Dr.Norris,
say you have a cyclopentane substituent on an alkene. It's just 2 carbons with a double bond & a cyclopentane attached to one. You react it with HBr and HOOH. The bromine radical bonds via the donation of an electron from the pi bond. Now, in the next step, is there a Bromine substituent, an extra electron, and a CH2 attached? or just a Bromine and an extra electron? & if the first, how does the hydrogen bond? because the carbon would already have 4 bonds...or can the radical only attach to the CH2 group, giving only one product? idk, sorry, I'm just really confused.

Dr. Norris, with regard to the E1, when you get to the carbocation( in the slide notes) you break off a C-H bond from one of the methyl groups to form the double bond and produce the product. Does it matter which bond you break? Also, the main reason why we use sulfuric acid and not HCL is to get the alkene? Also, is there only one product from that rxn. For instance, methylcyclohexanol has two products, is that because its a regioisomer?
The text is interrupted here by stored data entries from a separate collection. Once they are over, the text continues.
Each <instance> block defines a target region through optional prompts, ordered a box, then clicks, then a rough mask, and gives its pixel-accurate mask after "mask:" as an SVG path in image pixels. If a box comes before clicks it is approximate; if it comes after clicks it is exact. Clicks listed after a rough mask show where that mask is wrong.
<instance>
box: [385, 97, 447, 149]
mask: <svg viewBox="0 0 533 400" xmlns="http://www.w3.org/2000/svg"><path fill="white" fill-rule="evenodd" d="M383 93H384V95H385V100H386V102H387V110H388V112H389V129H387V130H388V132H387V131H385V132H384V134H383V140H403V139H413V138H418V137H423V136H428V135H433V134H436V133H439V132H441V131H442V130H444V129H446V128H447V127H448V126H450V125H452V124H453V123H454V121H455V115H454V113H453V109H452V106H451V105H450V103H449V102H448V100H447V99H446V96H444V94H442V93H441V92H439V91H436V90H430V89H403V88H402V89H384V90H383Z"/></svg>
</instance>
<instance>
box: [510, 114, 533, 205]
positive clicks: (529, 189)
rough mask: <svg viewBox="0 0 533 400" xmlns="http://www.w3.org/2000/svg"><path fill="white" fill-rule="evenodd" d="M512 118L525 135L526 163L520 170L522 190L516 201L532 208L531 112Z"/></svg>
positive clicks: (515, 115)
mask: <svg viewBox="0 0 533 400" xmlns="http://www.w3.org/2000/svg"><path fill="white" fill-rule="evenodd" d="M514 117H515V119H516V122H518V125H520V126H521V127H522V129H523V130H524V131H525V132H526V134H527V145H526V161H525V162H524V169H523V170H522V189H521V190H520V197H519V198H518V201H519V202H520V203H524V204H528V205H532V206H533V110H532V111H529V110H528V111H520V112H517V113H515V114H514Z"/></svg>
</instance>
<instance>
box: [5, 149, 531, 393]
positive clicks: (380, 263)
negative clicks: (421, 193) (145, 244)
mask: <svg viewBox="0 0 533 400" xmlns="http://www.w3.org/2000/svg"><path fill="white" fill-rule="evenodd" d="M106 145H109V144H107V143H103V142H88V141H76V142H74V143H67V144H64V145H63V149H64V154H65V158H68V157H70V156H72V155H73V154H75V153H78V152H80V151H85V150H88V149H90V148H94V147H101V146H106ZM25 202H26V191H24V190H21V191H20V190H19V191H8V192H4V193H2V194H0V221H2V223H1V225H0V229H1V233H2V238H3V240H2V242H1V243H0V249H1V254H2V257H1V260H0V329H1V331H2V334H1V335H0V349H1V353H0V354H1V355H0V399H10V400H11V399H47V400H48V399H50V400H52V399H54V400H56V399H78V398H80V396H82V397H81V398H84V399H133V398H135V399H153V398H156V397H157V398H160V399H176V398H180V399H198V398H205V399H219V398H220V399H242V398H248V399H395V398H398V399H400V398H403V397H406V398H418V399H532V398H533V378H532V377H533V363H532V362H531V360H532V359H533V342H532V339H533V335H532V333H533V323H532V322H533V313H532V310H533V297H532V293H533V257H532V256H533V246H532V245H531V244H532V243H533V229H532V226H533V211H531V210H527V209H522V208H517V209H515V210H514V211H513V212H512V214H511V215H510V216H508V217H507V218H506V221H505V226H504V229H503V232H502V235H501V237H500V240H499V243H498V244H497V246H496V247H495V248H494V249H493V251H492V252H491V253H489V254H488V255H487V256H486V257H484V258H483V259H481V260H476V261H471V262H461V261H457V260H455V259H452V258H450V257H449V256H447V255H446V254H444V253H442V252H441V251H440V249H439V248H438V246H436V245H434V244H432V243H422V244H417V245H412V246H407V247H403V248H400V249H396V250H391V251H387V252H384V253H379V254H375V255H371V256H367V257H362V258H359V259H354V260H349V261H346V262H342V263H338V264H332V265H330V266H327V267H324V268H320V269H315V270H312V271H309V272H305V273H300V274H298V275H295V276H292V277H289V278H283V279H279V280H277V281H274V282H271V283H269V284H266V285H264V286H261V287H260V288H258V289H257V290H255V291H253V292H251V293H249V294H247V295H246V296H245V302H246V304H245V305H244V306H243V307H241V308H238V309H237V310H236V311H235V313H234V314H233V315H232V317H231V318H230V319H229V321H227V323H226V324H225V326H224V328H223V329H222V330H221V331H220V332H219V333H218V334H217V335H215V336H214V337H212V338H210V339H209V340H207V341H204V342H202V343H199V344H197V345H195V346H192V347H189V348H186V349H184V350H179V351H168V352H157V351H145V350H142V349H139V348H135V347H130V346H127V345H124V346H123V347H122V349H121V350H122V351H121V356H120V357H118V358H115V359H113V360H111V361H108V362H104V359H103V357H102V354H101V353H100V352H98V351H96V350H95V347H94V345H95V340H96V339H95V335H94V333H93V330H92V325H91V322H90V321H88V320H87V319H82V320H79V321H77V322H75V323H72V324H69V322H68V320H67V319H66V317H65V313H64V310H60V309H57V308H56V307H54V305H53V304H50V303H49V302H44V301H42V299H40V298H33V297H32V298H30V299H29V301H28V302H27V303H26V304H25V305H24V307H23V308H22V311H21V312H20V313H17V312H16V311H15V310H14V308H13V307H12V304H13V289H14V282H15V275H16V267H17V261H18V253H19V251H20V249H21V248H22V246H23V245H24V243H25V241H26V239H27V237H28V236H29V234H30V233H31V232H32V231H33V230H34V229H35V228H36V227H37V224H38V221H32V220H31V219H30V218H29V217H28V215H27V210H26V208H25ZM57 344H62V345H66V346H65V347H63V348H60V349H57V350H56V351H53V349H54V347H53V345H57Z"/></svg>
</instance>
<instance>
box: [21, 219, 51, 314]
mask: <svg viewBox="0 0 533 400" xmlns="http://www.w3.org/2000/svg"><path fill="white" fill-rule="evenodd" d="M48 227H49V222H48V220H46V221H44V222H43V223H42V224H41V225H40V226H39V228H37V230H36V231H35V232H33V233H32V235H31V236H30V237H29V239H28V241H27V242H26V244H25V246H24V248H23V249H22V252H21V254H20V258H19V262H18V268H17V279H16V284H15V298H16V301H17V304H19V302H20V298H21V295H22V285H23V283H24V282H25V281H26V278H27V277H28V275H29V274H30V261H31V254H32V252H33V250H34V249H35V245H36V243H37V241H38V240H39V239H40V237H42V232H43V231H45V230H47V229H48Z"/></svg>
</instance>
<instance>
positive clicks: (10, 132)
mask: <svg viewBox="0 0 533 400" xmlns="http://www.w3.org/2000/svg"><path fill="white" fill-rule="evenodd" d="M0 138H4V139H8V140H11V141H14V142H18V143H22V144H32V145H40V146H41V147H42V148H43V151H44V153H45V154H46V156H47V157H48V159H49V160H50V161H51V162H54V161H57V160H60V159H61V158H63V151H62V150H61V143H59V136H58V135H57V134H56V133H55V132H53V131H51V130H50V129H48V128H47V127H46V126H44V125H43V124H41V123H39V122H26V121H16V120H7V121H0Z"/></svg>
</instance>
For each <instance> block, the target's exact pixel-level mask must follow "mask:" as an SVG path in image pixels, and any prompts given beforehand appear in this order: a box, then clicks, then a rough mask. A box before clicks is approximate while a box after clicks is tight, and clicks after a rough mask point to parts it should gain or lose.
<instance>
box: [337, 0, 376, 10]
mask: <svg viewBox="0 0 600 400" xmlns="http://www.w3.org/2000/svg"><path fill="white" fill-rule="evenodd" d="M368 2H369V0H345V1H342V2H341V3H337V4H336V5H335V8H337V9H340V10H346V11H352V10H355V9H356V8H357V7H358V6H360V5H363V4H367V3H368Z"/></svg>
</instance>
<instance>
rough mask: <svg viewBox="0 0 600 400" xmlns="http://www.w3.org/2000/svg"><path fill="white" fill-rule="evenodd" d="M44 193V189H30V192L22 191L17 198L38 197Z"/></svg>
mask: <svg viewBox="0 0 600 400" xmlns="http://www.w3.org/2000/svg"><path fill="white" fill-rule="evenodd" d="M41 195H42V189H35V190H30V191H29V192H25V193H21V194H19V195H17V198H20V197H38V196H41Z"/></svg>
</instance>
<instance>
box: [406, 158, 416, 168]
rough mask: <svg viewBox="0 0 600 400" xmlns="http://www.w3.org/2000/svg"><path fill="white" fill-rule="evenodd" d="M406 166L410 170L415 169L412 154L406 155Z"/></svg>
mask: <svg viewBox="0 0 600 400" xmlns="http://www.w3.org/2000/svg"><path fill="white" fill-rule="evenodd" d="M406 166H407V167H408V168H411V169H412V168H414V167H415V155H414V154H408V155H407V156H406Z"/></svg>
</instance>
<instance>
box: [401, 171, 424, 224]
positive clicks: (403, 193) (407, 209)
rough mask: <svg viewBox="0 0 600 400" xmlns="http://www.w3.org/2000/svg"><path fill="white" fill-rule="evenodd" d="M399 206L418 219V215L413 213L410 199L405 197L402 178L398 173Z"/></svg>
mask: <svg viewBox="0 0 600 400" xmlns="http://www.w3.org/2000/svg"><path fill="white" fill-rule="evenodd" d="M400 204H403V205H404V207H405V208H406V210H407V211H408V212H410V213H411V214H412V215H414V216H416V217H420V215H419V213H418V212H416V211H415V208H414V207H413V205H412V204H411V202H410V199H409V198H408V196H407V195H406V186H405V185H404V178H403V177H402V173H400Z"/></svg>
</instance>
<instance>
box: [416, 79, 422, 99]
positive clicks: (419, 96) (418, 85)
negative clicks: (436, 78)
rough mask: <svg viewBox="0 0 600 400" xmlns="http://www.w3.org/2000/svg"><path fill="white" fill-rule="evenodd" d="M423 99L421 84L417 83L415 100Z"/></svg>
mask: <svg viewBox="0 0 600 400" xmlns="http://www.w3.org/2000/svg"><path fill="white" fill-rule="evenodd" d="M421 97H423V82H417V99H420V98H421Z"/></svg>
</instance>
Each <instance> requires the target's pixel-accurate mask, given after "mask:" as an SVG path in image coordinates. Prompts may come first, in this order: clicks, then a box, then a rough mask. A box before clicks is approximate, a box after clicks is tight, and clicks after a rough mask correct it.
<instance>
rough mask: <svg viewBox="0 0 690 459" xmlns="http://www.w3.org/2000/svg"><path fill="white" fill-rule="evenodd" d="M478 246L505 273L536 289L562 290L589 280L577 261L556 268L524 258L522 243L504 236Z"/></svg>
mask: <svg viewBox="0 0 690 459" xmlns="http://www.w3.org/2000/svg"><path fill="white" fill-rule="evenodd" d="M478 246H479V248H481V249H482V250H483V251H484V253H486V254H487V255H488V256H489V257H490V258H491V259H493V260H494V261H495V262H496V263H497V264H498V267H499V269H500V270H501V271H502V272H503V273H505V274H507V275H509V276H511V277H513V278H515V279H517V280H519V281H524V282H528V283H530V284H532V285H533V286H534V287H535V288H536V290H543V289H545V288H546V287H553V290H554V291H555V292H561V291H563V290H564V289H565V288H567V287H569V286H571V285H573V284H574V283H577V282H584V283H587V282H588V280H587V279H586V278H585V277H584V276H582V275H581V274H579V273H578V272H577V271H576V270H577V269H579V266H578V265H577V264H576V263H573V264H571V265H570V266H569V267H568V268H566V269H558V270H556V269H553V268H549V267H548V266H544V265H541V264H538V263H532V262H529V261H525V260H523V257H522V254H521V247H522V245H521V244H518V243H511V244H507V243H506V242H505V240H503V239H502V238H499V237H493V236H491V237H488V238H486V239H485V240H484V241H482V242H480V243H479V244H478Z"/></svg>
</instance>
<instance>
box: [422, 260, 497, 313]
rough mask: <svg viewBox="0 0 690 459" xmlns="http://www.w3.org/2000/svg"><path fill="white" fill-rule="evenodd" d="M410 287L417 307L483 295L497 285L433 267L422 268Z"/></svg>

nevermind Dr.Norris, I think I figured out the HBr/HOOH problem. I got a cyclopentane with a CH2-Br attached and a 1-Bromo-1-Methylcyclopentane.

Edited by author 10-22-2009 10:01 PM
Alan - In the second step of the E1 process (deprotonation), as long as the H is in the beta position then it can be removed to give an alkene. HCl (and HBr and HI) will give SN1 and not E1 since the conjugate bases (Cl, Br, I anions) are good nucleophiles; HSO4- is not and E1 occurs instead. Regioisomers are possible when you have more than one type of beta hydrogen.

So are all the reactions we've done exothermic as a whole?

Ouch - mostly, yes. The acid-catalyzed E1 is the main exception which is why we spent time discussing its relationship to the acid-catalyzed hydration of alkenes in Chapter 6.

Thanks...as far as drawing the last transition state of the E1, how do you show the forming of the double bond and the hydronium ion?

Alan - dashed line from H2O to the proton being removed, dashed line from that proton to the carbon it is breaking away from, then a dashed line to the adjacent carbon indicating the pi bond forming. Partial positive charges on the O of H2O and the carbon that was the carbocation.

I'm confused for number 10b on the 2006 exam why is the answer pentane instead of hexane

Amy - because the longest continuous carbon chain has 5 carbons in it and not 6 (?)

in the mechanism for the reaction where we had a cyclohexane with a D and a Br in anti formation that were already lined up to speed up the reaction, is this a concerted process? specifically E2?

Sara - indeed it is.

Dr. Norris,
For the reaction profile of an acid-catalyzed hydration of an alkene, at least on the flash card, why does it only have two transition states (assuming by there only being two hills) when it appears like there would be three looking at the mechanism?

Dr.Norris,
on the fall 07 exam, question 2, b, the answer key says electrophillic addition. wouldn't it be acid-catalyzed hydration?

Josh - that profile is a generic picture for an electrophilic addition (e.g. with HCl, HBr, H2O). There would be a third step in acid-catalyzed hydration which would be the deprotonation of the alkoxonium ion by solvent (water) to give the alcohol product.

Jennifer - acid-catalyzed hydration is an example of electrophilic addition.